Jouni Grönman

Personal information
- Nationality: Finnish
- Born: Jouni Johannes Grönman 17 May 1962 (age 64) Pori, Satakunta, Finland
- Height: 1.60 m (5 ft 3 in)
- Weight: 60–75 kg (132–165 lb)

Sport
- Country: Finland
- Sport: Weightlifting
- Event: Lightweight
- Club: Puntti-Karhut, Pori

Medal record
Men's weightlifting
Representing Finland
Olympic Games
| Bronze medal – third place | 1984 Los Angeles | -67.5 kg |
European Championships
| Silver medal – second place | 1984 Vitoria-Gasteiz | -67.5 kg |

= Jouni Grönman =

Finnish weightlifter

Jouni Johannes Grönman (born 17 May 1962), is a Finnish former weightlifter who competed at four Olympic Games, and won a bronze medal at the 1984 Summer Olympics in Los Angeles.

Grönman was born and trained in Pori, on the west coast of Finland.

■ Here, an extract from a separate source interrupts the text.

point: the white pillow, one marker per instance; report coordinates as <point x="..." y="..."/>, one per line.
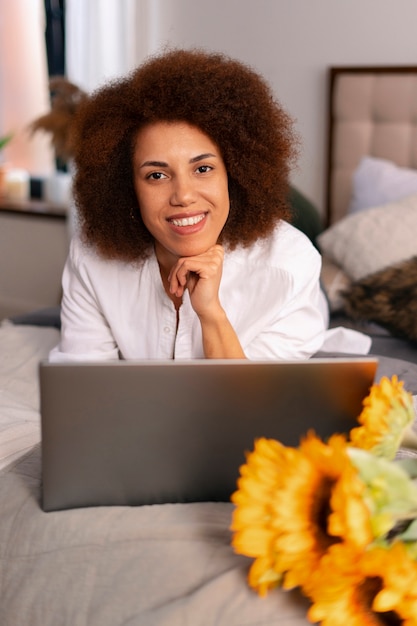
<point x="378" y="181"/>
<point x="366" y="242"/>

A lightweight, he was a 15-time Finnish champion and won five Nordic titles. He started competing internationally as a weightlifter in 1983, placing fifth at the European Championships, and sixth at the World Championships. He won a silver medal at the 1984 European Championships, which was followed soon after by his first appearance in the Olympics.

==Olympic career==
Due to the Soviet boycott, the top four placed lifters from the World Championships were absent for the 1984 Olympics, so Grönman came into the event as one of the favorites. He had the final lift of the competition, and although he got bar to his shoulders was unable to get it over his head to China's Yao Jingyuan. Instead he won a bronze medal from his earlier 312.5 kg effort, the same total of the silver medalist Andrei Socaci, who got second place on account of his body weight being less than Grönman's. It was only the second Olympics that Finland won a weightlifting medal, in fact he and heavyweight lifter Pekka Niemi's bronze medals were the first since Kaarlo Kangasniemi won gold in 1968.

He represented Finland in a further three Olympics. In 1988 he did not register a successful lift, but in 1992 he finished in fifth position overall. His final appearance came in 1996 and he was the oldest competitor in the field at the age of 34. He finished in 17th position.